Petya malware

link1896

Mr Greenfield
Maybe it's the North Koreans, who knows. The methodology was born out of a windows vulnerability the USA home land security discovered. It's mainly delivered by email as an attachment.

It encrypts your hard drive and demands money via bitcoin. It's run wild today. Don't open an email program on a windows PC , best to check your email by webmail and delete anything suspicious. Don't trust attachments from anyone.

Update your antivirus definitions and let windows do a full update.
 

johnny

I'll tells ya!
Staff member
Russia released it into the wild, now it's eating them, just like wannacry did.
 

stirk

Burner
I disabled SMBv1 after wannacry even though my system is up to date with patches. I don't need to print much from my home laptop but I could always enable SMBv1 again if I did ;)

Given it would be difficult to near impossible for the hackers to effectively decrypt all the systems they have captured and the fact the revenue returned for the attack is nil I think these attacks are either learning experiences for young hackers or simply destructive acts.

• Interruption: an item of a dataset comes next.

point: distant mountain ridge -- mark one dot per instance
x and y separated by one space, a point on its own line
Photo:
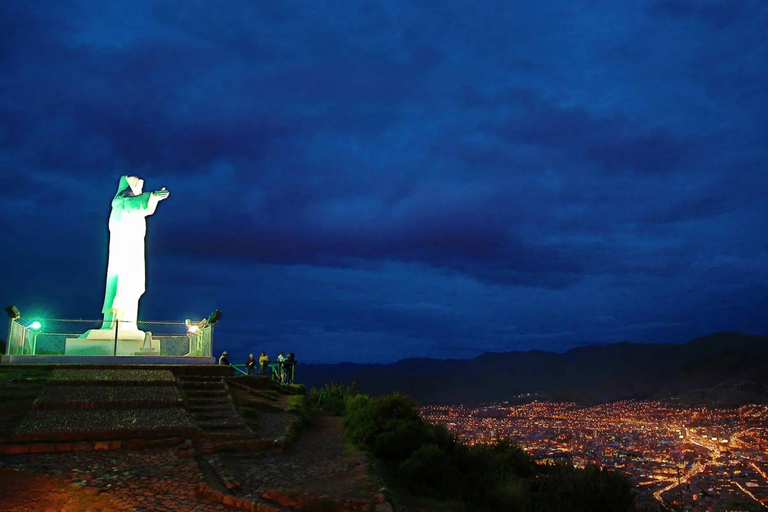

These attacks could take down serious infrastructure systems with fatal implications, these hackers are total fuckwits and should be treated as attempted murderers if caught.
 

link1896

Mr Greenfield
I disabled SMBv1 after wannacry even though my system is up to date with patches. I don't need to print much from my home laptop but I could always enable SMBv1 again if I did ;)

Given it would be difficult to near impossible for the hackers to effectively decrypt all the systems they have captured and the fact the revenue returned for the attack is nil I think these attacks are either learning experiences for young hackers or simply destructive acts. These attacks could take down serious infrastructure systems with fatal implications, these hackers are total fuckwits and should be treated as attempted murderers if caught.
Security Now podcast is going to be interesting, haven't listened to it yet.

Surely the Petya code is dynamic and can roll new email addresses? The German ISP the email account was with kicked the user.

Doubt it's young kids, I'm thinking it's state sponsored.

I've heard horror stories, system backups were on a CIFS share with no authentication, Petya has encrypted user files on a desktop and found the CIFS share and encrypted the backups too.
 

Mr Crudley

Glock in your sock
Surely the Petya code is dynamic and can roll new email addresses? The German ISP the email account was with kicked the user.

Doubt it's young kids, I'm thinking it's state sponsored.
Slashdot mentions an update server for some accounting software was comprised and sent out petya. It might have harvested addresses from there onwards.

I'll bet state sponsored too.

For good or bad these things are damn interesting and having nastier payloads all of the time. Pity computers we built on mutual trust and goodwill once upon a time.

Sent from my F5121 using Tapatalk
 

stirk

Burner
I don't think this is sponsored by any govt or state dictatorship, the impacts to their own systems are too unpredictable. It took out systems at the Chernobyl reactor and could well have caused issues to operational reactors and other govt infrastructure.

Given that some 'leaders' are complete crackpots perhaps it's plausible...
 

johnny

I'll tells ya!
Staff member
These global ransomware attacks are a result of the recent CIA hack the Russians released to divert attention from the probe into electoral interference. These tools are all out in the wild now, could be anyone using them.
 

droenn

Fat Man's XC President
I dunno if this has anything to do with US - seems either Russia trying to further destablise Ukraine or perhaps an internal rogue? Just from quick reading, mind you.